Now, via this Decoder 2017 project, I have a lingering sense that I have become a character in the “Nova Trilogy” - the Subliminal (aka the Intolerable) Kid. The name “Decoder”, is taken from a 1984 west German film inspired by Burroughs’ 1970 manifesto, The Electronic Revolution that instructed the youth to use tape recorders to cause civil unrest. In the film William Burroughs plays a tape repair technician. The plot of the movie is consumed with the spiritual and social results of artistic/musical experimentation and discovery, and fantastically mirrors what I personally experienced as young ‘noise’ musician circa 2000-2008, that of practically realizing that the power to break reality is within anyone’s grasp, and that the tech to do it with is cheap and plentiful. It’s only a question of technique and mindset.  

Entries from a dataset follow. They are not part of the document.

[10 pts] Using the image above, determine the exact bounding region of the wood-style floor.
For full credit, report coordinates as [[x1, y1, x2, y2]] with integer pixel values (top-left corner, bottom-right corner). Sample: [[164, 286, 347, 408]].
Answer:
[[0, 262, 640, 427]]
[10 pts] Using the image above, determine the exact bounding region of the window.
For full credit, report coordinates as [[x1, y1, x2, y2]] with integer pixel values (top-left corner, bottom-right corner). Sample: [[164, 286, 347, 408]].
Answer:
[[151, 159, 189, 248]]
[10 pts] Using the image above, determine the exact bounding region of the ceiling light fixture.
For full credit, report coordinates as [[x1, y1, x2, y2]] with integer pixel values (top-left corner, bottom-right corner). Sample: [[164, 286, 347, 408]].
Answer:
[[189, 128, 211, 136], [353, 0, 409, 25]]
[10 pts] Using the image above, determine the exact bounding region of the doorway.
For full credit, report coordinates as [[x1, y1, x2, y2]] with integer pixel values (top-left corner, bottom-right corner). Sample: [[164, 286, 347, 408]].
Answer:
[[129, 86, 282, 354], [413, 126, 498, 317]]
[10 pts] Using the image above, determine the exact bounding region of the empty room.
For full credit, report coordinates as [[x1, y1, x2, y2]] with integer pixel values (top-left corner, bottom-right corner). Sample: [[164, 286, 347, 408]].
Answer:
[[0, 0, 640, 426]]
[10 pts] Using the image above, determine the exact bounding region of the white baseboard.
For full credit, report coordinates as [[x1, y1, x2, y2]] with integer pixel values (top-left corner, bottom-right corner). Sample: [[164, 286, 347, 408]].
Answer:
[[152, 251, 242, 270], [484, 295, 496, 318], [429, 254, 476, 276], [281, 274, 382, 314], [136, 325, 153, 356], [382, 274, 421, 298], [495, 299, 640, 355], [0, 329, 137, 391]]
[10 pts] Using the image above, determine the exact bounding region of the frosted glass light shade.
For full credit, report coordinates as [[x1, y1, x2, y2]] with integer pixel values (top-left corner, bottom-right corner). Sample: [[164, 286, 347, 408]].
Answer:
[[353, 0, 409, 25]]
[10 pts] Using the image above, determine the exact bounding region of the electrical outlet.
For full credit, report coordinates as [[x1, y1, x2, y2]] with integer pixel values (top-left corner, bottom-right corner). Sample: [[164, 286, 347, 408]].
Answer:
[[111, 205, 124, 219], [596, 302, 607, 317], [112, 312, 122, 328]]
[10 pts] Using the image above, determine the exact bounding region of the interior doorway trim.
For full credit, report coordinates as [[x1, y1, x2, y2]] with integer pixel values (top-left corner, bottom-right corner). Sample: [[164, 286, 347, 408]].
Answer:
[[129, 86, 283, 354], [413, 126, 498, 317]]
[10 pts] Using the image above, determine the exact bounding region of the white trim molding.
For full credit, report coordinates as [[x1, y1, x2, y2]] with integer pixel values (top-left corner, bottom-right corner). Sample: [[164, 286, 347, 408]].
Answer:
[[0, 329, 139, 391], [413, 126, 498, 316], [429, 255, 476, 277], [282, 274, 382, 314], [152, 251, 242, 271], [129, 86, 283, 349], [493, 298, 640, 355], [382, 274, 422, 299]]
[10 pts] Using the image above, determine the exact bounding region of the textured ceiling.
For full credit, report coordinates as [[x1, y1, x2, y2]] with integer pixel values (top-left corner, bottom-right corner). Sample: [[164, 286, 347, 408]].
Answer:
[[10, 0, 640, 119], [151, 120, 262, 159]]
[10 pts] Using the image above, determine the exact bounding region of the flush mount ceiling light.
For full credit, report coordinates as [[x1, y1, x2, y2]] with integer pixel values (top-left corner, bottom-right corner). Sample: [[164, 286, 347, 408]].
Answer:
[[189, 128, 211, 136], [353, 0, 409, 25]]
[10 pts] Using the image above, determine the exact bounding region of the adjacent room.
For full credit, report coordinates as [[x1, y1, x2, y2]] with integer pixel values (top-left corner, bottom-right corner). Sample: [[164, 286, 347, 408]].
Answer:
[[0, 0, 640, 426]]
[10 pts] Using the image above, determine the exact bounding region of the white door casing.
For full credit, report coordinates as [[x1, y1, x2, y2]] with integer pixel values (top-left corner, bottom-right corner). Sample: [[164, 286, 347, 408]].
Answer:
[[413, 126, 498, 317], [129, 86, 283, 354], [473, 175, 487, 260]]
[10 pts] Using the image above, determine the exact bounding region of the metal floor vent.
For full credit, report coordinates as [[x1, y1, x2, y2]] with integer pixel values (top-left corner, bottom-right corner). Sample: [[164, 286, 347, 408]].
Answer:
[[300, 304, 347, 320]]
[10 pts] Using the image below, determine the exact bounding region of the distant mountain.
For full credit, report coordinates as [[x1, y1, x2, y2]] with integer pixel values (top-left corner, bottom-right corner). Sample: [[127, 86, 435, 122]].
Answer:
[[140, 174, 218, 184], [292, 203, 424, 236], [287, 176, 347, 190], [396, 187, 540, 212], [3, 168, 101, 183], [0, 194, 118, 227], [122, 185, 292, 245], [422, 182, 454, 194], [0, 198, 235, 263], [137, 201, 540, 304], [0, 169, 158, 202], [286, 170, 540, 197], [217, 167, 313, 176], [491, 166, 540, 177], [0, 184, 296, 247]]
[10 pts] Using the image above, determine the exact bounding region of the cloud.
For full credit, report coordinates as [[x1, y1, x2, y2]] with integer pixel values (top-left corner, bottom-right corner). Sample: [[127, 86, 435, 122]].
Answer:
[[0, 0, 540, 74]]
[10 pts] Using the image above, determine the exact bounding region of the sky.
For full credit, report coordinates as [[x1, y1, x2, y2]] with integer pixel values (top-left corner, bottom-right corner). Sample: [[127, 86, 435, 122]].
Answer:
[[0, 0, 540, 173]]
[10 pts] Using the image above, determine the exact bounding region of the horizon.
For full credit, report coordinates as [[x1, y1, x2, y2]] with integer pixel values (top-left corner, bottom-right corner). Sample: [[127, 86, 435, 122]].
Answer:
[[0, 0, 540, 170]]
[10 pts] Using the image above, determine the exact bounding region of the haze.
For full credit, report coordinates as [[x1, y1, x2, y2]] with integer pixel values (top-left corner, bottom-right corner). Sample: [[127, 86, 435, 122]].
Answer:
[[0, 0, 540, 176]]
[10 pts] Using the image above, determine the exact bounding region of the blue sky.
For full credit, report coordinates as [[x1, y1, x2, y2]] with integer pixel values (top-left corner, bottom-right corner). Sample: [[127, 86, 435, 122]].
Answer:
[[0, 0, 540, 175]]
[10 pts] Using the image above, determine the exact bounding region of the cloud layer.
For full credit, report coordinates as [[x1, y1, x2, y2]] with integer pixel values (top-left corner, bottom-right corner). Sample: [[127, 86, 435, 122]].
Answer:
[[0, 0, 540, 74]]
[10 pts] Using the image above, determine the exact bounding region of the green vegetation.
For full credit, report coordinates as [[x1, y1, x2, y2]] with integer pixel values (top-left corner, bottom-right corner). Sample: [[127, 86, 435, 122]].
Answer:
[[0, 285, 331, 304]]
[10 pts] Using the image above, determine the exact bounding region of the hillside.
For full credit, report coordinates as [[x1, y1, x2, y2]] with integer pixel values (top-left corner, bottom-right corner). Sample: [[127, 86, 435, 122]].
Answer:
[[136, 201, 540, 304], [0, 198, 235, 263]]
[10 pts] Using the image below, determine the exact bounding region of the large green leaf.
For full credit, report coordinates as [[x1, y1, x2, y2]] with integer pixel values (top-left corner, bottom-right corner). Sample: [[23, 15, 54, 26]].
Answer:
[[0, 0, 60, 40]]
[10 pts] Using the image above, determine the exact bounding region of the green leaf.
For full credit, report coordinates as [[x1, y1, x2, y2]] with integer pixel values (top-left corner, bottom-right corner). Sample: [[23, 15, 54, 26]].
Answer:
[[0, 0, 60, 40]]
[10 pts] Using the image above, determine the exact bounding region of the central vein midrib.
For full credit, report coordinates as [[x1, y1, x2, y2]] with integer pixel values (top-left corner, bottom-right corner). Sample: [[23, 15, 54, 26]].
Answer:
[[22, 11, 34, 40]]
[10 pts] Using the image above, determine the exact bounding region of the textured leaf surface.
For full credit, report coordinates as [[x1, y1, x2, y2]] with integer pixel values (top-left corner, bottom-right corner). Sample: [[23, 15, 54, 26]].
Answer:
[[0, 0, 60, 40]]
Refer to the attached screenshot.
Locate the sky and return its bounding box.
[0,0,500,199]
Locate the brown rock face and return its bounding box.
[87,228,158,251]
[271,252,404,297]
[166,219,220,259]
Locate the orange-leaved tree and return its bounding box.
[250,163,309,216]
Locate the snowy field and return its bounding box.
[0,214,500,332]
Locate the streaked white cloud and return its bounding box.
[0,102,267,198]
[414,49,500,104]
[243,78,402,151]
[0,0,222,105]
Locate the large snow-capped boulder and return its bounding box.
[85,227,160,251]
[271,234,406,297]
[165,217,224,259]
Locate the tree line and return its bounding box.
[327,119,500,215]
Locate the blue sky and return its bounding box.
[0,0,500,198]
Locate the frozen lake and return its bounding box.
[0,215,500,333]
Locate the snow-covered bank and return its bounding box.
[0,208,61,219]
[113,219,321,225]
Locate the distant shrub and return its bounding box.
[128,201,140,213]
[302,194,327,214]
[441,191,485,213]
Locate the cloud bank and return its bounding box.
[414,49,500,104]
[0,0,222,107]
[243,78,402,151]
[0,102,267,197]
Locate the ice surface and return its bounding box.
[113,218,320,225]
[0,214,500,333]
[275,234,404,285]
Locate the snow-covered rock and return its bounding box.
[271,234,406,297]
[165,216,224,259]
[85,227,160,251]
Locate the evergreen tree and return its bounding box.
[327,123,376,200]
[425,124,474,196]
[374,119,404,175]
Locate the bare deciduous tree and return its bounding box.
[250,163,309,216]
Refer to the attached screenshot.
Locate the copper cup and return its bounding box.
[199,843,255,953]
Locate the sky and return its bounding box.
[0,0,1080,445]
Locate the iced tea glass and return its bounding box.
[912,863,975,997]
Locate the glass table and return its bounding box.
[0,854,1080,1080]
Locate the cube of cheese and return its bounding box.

There is a scene in the movie where Jaeger, the protagonist, kills a frog and records its death croak, using tape equipment to loop and explode this sound into a musical table with literally magic effect. I had been making music like this for 5 years before I saw this movie. These techniques have become a basic aesthetic approach of the young artist awash in constant mind gripping media. Burroughs’ techniques which were fanciful, sci-fi, cyberpunk, and experimental at the time are almost natural, common sense artistic approaches today. In the movie, Jaegers discovery is dark magic. To me, he was a rational noise punk from, say, Columbus or Oakland.  

Additionally, the tag ‘2017’ situates the piece specifically in a time. We named the piece in 2015. At the time of naming it was meant to evoke a futuristic prophecy. But time goes on. I was going off a dream, that 2017 would be ‘the omen year’ a year of dire portent. Now that time has caught up with us with  the election of Trump.  Today, the Nova Trilogy and its techniques are suddenly shockingly relevant.